DNA Methylation Patterns After Weight Loss Reveal Druggable Cancer Targets
Bariatric surgery-linked epigenetic changes in skeletal muscle point to four key genes with therapeutic potential in cancer cachexia.
Summary
Researchers used the Illumina EPIC methylation array to identify conserved DNA methylation changes in skeletal muscle before and after bariatric surgery. By integrating data from multiple public datasets and the CPTAC cancer proteomics consortium, they pinpointed four key genes — KCNB1, PEAK1, SCG5, and TNIK — whose methylation patterns are linked to weight loss. These findings were validated using mouse knockout phenotype data and druggability resources. A pathway enrichment score derived from these probes correlated positively with chromosomal instability scores in tumor tissues, suggesting shared epigenetic mechanisms between obesity-related weight loss and cancer progression. The study also confirmed SCG5 protein expression differences across lung cancer cell lines via ELISA.
Detailed Summary
Cancer cachexia — the severe, involuntary weight loss seen in many cancer patients — remains poorly understood at the molecular level, with few reliable biomarkers or therapeutic targets. This study takes an epigenomic approach, leveraging DNA methylation (DNAm) data from skeletal muscle tissue collected before and after bariatric surgery to identify conserved methylation signatures associated with weight loss.
The researchers analyzed paired skeletal muscle DNAm profiles from two GEO datasets (GSE135063, n=32; GSE272137, n=26) using the Illumina EPIC array, which covers over 850,000 CpG sites. Differential methylation analysis focused on individuals without type-2 diabetes, finding that changes were largely conserved across sexes (Jaccard index ~0.26), with the majority of probes showing hypermethylation before surgery and most changes occurring in 'open sea' genomic regions outside CpG islands. Probe consistency was rigorously evaluated using GTEx multi-tissue data and technical replicates, filtering candidates by intraclass correlation coefficients above 0.4.
From approximately 600 coding genes associated with the candidate probes, four emerged as high-priority targets: KCNB1 (a voltage-gated potassium channel), PEAK1 (a pseudokinase involved in cell signaling), SCG5 (a neuroendocrine secretory protein), and TNIK (a kinase implicated in Wnt signaling). These were validated through mouse knockout phenotype data focusing on growth, adipose, and lean body mass phenotypes, and cross-referenced against druggability databases showing existing small-molecule or approved drug coverage.
To generalize these findings to cancer, the team applied a weighted pathway enrichment score — computed via elastic net regression using the gelnet R package — to CPTAC pan-cancer data spanning five tumor types (LSCC, LUAD, HNSCC, ccRCC, PDAC). The enrichment score showed a positive correlation with chromosomal instability (CIN) scores in tumor tissues, suggesting that the same epigenetic dysregulation driving weight-loss-associated methylation changes may also reflect genomic instability in tumors. Co-methylated blocks on chromosome 19q12-13.12 were identified in samples with copy number gains, further linking DNAm patterns to somatic genomic alterations.

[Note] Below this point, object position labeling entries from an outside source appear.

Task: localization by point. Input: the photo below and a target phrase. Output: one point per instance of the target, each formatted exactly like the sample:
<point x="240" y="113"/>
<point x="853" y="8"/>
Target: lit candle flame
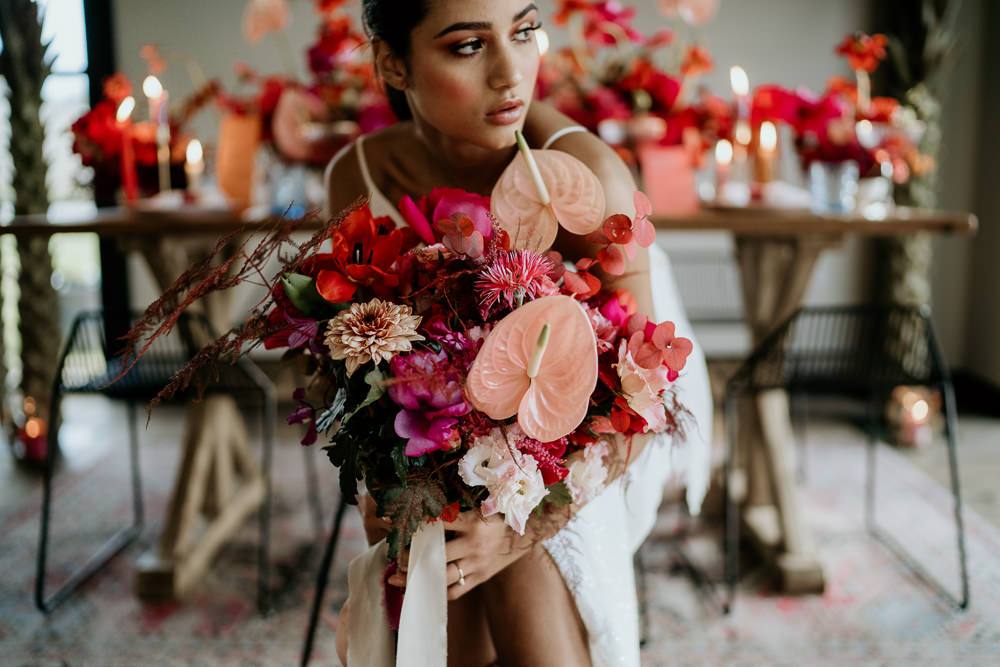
<point x="542" y="39"/>
<point x="865" y="133"/>
<point x="125" y="109"/>
<point x="723" y="152"/>
<point x="194" y="152"/>
<point x="739" y="81"/>
<point x="768" y="136"/>
<point x="743" y="133"/>
<point x="151" y="87"/>
<point x="536" y="359"/>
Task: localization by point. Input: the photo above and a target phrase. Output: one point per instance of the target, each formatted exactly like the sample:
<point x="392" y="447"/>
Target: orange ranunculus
<point x="863" y="52"/>
<point x="697" y="61"/>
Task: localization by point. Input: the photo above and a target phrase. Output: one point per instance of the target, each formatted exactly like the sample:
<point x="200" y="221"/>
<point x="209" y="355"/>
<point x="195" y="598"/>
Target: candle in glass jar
<point x="723" y="160"/>
<point x="740" y="83"/>
<point x="194" y="165"/>
<point x="767" y="151"/>
<point x="130" y="180"/>
<point x="153" y="90"/>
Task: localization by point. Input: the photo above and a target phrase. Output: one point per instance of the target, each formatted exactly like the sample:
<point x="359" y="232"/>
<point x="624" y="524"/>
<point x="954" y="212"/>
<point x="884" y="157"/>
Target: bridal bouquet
<point x="456" y="364"/>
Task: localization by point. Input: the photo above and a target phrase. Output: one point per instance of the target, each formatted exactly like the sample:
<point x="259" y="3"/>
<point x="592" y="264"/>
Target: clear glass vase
<point x="833" y="186"/>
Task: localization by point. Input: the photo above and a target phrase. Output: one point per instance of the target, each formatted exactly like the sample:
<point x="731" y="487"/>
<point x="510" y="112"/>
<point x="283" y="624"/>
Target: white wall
<point x="784" y="41"/>
<point x="960" y="173"/>
<point x="982" y="350"/>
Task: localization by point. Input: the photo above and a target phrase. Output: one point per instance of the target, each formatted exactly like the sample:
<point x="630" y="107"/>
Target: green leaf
<point x="327" y="418"/>
<point x="301" y="291"/>
<point x="559" y="495"/>
<point x="375" y="380"/>
<point x="400" y="462"/>
<point x="408" y="507"/>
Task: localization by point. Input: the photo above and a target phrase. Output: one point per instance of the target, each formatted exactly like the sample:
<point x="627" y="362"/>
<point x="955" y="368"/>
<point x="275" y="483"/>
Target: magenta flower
<point x="448" y="203"/>
<point x="430" y="392"/>
<point x="424" y="435"/>
<point x="448" y="206"/>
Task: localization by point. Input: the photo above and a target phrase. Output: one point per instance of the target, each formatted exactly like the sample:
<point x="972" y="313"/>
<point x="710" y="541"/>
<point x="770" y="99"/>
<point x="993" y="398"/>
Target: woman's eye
<point x="468" y="48"/>
<point x="526" y="34"/>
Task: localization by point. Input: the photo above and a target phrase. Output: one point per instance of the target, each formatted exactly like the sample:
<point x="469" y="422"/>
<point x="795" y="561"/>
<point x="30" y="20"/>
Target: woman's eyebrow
<point x="481" y="25"/>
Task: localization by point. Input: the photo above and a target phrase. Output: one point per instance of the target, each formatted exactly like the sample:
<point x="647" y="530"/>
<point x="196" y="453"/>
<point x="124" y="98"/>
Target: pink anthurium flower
<point x="539" y="363"/>
<point x="541" y="190"/>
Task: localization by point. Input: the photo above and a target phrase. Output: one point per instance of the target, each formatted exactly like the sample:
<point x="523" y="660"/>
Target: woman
<point x="462" y="75"/>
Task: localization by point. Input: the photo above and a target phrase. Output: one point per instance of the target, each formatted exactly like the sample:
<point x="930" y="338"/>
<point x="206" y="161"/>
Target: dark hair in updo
<point x="392" y="21"/>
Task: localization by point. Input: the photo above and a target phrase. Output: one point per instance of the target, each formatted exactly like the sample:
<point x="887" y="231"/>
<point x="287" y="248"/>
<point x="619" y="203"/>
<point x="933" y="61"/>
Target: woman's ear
<point x="390" y="67"/>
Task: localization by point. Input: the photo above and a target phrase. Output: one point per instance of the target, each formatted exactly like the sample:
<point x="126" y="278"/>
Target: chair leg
<point x="731" y="523"/>
<point x="322" y="578"/>
<point x="312" y="491"/>
<point x="894" y="546"/>
<point x="951" y="432"/>
<point x="46" y="603"/>
<point x="268" y="420"/>
<point x="800" y="415"/>
<point x="871" y="464"/>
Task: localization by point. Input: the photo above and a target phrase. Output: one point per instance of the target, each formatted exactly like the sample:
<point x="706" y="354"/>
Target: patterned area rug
<point x="874" y="611"/>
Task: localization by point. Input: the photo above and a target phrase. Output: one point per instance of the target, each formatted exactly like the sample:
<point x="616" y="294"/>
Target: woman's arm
<point x="485" y="547"/>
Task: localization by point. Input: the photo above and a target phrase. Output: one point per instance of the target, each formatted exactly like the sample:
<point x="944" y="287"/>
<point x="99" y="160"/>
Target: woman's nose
<point x="505" y="72"/>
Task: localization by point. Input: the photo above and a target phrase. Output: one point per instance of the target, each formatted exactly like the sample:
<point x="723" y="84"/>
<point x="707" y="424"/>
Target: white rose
<point x="587" y="473"/>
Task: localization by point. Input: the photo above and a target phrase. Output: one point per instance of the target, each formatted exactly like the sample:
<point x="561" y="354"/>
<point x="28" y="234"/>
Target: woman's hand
<point x="478" y="550"/>
<point x="376" y="528"/>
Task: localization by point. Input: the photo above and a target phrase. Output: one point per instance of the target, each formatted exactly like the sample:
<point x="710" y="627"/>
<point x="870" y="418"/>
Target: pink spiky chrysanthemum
<point x="512" y="276"/>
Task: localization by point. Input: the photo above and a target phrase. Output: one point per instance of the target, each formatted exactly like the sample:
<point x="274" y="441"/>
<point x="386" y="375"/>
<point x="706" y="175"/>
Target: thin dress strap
<point x="378" y="202"/>
<point x="559" y="134"/>
<point x="363" y="163"/>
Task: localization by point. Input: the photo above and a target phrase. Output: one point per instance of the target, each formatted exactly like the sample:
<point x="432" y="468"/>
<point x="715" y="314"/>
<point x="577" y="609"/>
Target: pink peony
<point x="430" y="392"/>
<point x="643" y="388"/>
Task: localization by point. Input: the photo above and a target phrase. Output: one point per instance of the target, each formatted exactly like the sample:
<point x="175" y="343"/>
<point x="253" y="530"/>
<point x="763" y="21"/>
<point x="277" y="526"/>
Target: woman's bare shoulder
<point x="343" y="178"/>
<point x="544" y="120"/>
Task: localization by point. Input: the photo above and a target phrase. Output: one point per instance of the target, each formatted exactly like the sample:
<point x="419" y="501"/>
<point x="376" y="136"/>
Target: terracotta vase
<point x="668" y="177"/>
<point x="239" y="138"/>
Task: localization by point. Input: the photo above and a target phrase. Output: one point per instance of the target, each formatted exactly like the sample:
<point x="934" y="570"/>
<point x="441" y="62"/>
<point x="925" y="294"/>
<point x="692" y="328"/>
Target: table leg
<point x="218" y="484"/>
<point x="775" y="274"/>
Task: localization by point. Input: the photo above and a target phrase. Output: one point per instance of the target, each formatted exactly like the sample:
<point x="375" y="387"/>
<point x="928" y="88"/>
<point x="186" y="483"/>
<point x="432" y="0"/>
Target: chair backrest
<point x="846" y="348"/>
<point x="85" y="367"/>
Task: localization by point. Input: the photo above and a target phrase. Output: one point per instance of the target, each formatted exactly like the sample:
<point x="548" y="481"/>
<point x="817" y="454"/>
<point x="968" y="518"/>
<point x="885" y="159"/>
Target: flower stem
<point x="536" y="175"/>
<point x="536" y="358"/>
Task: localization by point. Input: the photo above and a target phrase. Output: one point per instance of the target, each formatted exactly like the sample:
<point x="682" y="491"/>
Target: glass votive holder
<point x="833" y="186"/>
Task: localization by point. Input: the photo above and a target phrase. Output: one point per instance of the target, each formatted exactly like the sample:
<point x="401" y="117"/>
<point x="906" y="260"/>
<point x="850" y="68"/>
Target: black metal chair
<point x="850" y="351"/>
<point x="322" y="578"/>
<point x="86" y="367"/>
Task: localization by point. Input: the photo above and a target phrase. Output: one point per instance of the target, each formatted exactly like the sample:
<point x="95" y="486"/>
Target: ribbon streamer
<point x="423" y="623"/>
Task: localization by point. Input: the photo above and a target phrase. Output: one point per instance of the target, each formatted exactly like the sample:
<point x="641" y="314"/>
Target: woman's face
<point x="472" y="69"/>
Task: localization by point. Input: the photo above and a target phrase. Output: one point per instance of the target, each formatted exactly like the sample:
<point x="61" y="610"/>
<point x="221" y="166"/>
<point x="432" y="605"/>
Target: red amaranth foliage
<point x="229" y="264"/>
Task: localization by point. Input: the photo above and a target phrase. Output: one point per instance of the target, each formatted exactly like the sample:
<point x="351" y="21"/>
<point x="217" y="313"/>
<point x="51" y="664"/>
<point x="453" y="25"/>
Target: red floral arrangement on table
<point x="610" y="81"/>
<point x="846" y="122"/>
<point x="98" y="137"/>
<point x="456" y="364"/>
<point x="342" y="94"/>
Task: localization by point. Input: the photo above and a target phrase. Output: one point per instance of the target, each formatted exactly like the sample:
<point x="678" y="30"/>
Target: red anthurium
<point x="334" y="286"/>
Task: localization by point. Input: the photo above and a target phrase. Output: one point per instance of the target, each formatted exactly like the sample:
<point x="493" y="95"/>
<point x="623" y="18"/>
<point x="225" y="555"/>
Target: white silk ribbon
<point x="423" y="623"/>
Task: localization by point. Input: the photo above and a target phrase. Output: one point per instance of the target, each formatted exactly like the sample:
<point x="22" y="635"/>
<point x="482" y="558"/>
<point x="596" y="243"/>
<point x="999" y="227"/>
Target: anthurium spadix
<point x="542" y="189"/>
<point x="540" y="363"/>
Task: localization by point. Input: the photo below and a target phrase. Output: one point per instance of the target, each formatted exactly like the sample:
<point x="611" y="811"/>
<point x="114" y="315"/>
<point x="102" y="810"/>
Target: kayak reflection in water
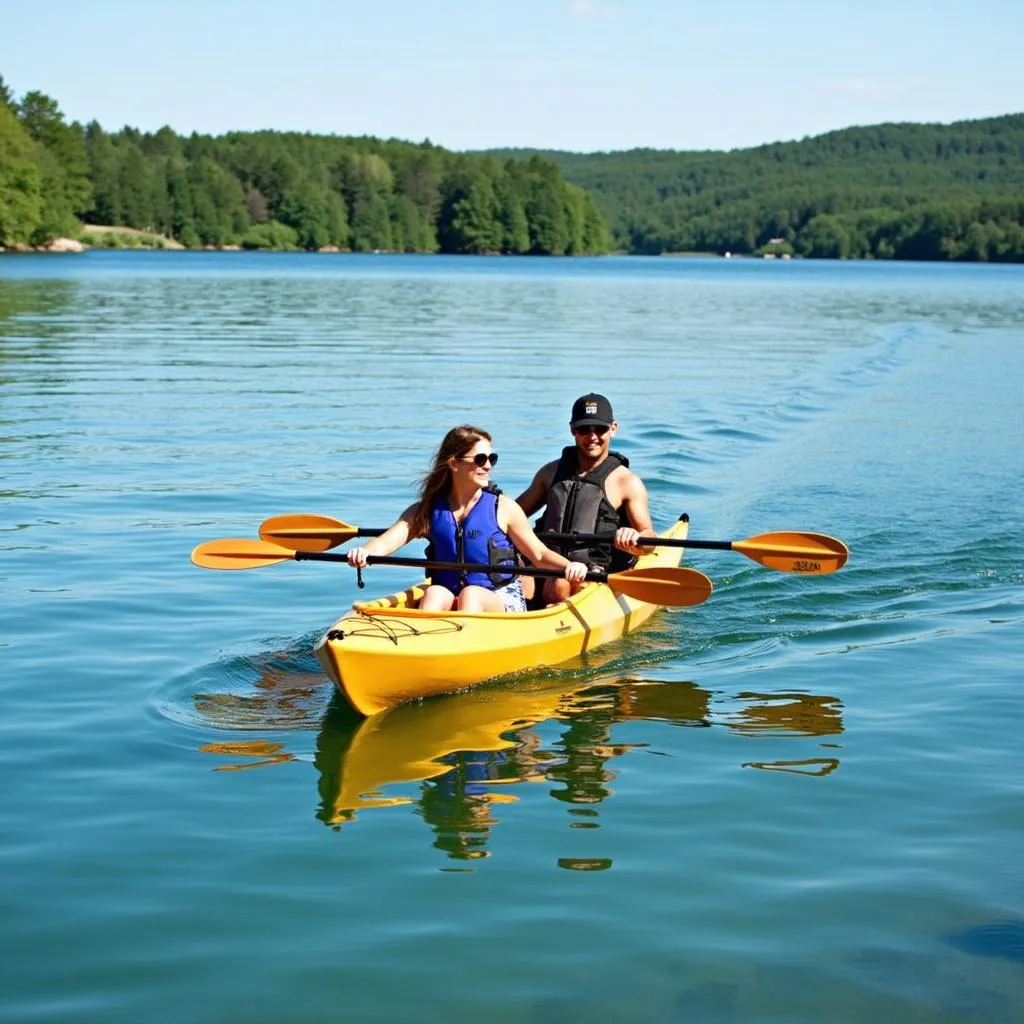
<point x="466" y="520"/>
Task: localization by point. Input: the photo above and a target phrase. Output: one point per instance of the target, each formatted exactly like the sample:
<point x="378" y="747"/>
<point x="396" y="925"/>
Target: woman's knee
<point x="479" y="599"/>
<point x="437" y="599"/>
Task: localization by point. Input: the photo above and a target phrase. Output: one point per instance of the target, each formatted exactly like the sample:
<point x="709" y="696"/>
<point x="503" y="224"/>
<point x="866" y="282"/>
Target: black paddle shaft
<point x="659" y="542"/>
<point x="336" y="556"/>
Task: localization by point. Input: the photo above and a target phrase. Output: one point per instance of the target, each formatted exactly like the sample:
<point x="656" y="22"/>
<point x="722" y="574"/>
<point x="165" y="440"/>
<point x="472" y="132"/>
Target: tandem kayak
<point x="387" y="652"/>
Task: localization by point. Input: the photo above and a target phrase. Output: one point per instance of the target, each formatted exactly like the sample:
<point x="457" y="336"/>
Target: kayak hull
<point x="385" y="652"/>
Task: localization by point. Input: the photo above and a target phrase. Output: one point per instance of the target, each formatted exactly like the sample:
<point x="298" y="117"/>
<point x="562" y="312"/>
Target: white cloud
<point x="591" y="8"/>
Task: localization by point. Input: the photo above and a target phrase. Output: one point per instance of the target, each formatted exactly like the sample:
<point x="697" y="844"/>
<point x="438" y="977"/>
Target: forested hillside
<point x="893" y="190"/>
<point x="280" y="190"/>
<point x="888" y="192"/>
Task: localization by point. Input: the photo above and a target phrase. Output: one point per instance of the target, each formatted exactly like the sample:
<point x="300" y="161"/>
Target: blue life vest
<point x="476" y="539"/>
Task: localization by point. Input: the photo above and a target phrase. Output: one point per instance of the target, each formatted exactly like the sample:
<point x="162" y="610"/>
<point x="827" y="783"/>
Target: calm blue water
<point x="801" y="801"/>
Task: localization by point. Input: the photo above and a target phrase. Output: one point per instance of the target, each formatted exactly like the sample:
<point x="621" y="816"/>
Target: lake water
<point x="802" y="801"/>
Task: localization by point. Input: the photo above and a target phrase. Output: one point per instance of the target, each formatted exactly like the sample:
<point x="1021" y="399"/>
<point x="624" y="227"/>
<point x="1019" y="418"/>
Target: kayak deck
<point x="385" y="652"/>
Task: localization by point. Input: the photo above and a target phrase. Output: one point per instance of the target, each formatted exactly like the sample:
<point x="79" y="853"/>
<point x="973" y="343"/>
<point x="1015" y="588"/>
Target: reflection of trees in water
<point x="465" y="753"/>
<point x="790" y="714"/>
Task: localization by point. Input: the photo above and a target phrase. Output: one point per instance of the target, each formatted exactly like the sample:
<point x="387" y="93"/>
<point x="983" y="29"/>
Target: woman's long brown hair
<point x="458" y="441"/>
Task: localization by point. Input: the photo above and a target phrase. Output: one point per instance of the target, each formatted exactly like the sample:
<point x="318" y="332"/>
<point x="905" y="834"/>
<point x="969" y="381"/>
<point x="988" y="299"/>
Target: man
<point x="591" y="489"/>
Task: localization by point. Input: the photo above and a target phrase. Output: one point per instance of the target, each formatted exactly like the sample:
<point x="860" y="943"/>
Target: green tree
<point x="20" y="181"/>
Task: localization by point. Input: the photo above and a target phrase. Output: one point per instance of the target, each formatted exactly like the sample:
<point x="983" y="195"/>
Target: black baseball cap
<point x="592" y="410"/>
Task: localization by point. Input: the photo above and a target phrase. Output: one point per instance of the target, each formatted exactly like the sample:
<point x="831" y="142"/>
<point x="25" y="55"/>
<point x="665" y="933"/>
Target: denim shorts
<point x="511" y="594"/>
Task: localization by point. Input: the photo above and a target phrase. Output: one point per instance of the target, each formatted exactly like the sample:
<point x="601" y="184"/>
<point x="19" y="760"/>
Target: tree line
<point x="280" y="189"/>
<point x="887" y="192"/>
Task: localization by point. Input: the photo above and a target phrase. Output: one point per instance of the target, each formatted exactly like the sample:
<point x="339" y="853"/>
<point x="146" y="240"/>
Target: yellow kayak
<point x="387" y="652"/>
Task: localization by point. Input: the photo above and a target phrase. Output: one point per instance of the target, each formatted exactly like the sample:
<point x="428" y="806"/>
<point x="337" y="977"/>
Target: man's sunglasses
<point x="480" y="459"/>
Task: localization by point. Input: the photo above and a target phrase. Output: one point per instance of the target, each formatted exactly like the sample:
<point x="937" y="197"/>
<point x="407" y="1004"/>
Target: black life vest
<point x="578" y="504"/>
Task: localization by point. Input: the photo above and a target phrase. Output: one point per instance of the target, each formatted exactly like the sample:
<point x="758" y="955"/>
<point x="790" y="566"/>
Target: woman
<point x="466" y="522"/>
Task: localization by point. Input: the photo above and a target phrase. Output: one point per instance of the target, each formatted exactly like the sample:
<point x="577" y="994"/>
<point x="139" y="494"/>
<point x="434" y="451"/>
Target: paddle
<point x="669" y="586"/>
<point x="785" y="551"/>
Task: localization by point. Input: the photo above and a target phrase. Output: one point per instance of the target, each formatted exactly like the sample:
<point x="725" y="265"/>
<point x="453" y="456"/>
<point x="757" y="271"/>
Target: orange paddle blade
<point x="306" y="532"/>
<point x="795" y="551"/>
<point x="239" y="553"/>
<point x="667" y="586"/>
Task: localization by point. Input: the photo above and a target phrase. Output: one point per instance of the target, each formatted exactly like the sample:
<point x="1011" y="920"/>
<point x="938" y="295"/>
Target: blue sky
<point x="582" y="75"/>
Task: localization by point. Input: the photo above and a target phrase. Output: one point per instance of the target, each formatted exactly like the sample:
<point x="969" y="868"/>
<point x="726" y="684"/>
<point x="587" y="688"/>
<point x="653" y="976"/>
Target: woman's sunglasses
<point x="480" y="459"/>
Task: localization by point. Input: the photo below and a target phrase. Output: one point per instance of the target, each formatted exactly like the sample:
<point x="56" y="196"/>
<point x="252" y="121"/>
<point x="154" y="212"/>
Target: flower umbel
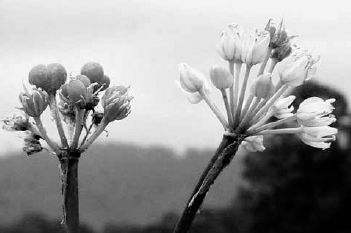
<point x="250" y="114"/>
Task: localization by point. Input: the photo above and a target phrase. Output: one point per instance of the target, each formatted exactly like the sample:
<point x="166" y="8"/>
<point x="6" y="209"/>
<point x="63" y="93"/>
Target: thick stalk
<point x="69" y="176"/>
<point x="219" y="161"/>
<point x="57" y="118"/>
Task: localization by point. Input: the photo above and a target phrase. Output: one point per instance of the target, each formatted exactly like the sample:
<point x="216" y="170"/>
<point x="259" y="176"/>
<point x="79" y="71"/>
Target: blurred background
<point x="138" y="178"/>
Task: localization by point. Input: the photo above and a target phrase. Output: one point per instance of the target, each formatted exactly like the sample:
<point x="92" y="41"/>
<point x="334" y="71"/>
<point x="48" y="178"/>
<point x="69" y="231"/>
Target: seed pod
<point x="93" y="71"/>
<point x="116" y="103"/>
<point x="49" y="78"/>
<point x="34" y="103"/>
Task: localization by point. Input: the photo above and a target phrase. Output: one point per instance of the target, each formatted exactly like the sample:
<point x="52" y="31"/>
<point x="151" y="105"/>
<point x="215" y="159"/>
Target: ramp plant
<point x="74" y="105"/>
<point x="256" y="103"/>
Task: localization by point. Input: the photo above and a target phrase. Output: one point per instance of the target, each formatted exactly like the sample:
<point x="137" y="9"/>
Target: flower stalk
<point x="248" y="114"/>
<point x="78" y="97"/>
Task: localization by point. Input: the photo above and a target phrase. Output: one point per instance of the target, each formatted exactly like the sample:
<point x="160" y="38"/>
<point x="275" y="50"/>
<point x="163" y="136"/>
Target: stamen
<point x="281" y="131"/>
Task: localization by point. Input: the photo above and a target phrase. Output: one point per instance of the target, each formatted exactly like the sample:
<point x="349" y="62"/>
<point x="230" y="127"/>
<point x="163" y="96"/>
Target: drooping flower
<point x="221" y="77"/>
<point x="319" y="137"/>
<point x="297" y="68"/>
<point x="263" y="86"/>
<point x="253" y="143"/>
<point x="48" y="77"/>
<point x="116" y="103"/>
<point x="34" y="102"/>
<point x="314" y="111"/>
<point x="282" y="108"/>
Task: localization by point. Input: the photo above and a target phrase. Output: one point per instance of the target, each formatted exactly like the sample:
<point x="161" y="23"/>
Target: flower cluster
<point x="249" y="110"/>
<point x="79" y="97"/>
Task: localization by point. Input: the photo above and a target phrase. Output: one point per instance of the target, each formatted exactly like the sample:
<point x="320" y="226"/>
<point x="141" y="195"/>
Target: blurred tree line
<point x="290" y="188"/>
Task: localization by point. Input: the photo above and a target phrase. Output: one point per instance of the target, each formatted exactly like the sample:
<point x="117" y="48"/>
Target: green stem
<point x="78" y="126"/>
<point x="224" y="154"/>
<point x="227" y="107"/>
<point x="57" y="118"/>
<point x="236" y="90"/>
<point x="215" y="110"/>
<point x="69" y="175"/>
<point x="262" y="127"/>
<point x="280" y="131"/>
<point x="94" y="136"/>
<point x="231" y="90"/>
<point x="45" y="136"/>
<point x="242" y="95"/>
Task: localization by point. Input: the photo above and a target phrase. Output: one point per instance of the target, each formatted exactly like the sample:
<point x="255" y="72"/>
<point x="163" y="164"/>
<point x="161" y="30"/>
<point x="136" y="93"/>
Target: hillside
<point x="119" y="183"/>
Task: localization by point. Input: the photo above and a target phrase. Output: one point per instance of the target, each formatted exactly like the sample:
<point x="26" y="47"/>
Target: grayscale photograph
<point x="164" y="116"/>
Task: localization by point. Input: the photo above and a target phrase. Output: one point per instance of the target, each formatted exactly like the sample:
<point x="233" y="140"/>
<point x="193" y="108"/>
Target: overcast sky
<point x="140" y="43"/>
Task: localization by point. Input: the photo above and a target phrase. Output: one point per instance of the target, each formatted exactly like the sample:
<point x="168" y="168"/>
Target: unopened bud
<point x="116" y="103"/>
<point x="35" y="102"/>
<point x="76" y="91"/>
<point x="84" y="79"/>
<point x="191" y="80"/>
<point x="221" y="77"/>
<point x="16" y="123"/>
<point x="263" y="86"/>
<point x="282" y="52"/>
<point x="93" y="71"/>
<point x="48" y="77"/>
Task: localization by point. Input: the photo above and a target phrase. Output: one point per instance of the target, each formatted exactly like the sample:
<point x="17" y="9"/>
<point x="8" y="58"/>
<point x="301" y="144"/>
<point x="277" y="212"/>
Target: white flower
<point x="315" y="111"/>
<point x="191" y="80"/>
<point x="254" y="47"/>
<point x="296" y="68"/>
<point x="282" y="107"/>
<point x="221" y="77"/>
<point x="229" y="47"/>
<point x="319" y="137"/>
<point x="195" y="97"/>
<point x="254" y="143"/>
<point x="263" y="86"/>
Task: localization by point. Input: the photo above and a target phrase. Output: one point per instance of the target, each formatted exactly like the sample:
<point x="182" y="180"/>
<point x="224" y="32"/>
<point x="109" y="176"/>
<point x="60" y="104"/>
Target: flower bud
<point x="279" y="36"/>
<point x="229" y="46"/>
<point x="103" y="85"/>
<point x="254" y="47"/>
<point x="84" y="79"/>
<point x="35" y="102"/>
<point x="57" y="74"/>
<point x="76" y="91"/>
<point x="297" y="68"/>
<point x="254" y="143"/>
<point x="116" y="103"/>
<point x="263" y="86"/>
<point x="16" y="123"/>
<point x="191" y="80"/>
<point x="281" y="52"/>
<point x="49" y="78"/>
<point x="93" y="71"/>
<point x="221" y="77"/>
<point x="271" y="28"/>
<point x="32" y="144"/>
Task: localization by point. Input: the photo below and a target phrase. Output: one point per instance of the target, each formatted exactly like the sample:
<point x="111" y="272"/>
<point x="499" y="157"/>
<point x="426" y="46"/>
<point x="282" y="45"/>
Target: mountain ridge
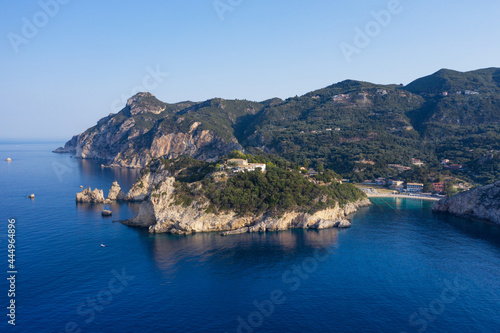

As a functional validation step, SCG5 protein levels were measured by ELISA in four lung cancer cell lines (H292, A549, H226, H520), confirming detectable and variable protein abundance. The study acknowledges limitations including a training cohort restricted to white European adults who remained obese at 52 weeks post-surgery, and the exploratory nature of the chromosome 19 co-methylation analysis. Nonetheless, the integration of epigenomics, proteomics, and mouse phenotypic data provides a multi-layered framework for identifying actionable targets at the intersection of obesity, weight loss, and cancer biology.
Key Findings
- KCNB1, PEAK1, SCG5, and TNIK identified as key methylation targets linked to weight loss and druggable in cancer.
- Pathway enrichment score from weight-loss methylation probes positively correlates with chromosomal instability in tumors.
- Most weight-loss-associated methylation changes occur in open sea regions, not CpG islands, challenging common assumptions.
- Co-methylated blocks on chromosome 19q12-13.12 identified in tumor samples with copy number gains.
- SCG5 protein expression confirmed across lung cancer cell lines, supporting translational relevance.
Methodology
Paired skeletal muscle DNAm data from two bariatric surgery cohorts (n=58 total) were analyzed using the Illumina EPIC array. Probe consistency was evaluated via intraclass correlation in GTEx multi-tissue data; a weighted enrichment score was generated using elastic net regression and applied to CPTAC pan-cancer methylation data across five tumor types.
Study Limitations
The training cohort was limited to white European adults who remained obese at 52 weeks post-surgery, limiting generalizability. The chromosome 19 co-methylation analysis is exploratory, and causal relationships between methylation changes and weight loss phenotypes remain to be established experimentally.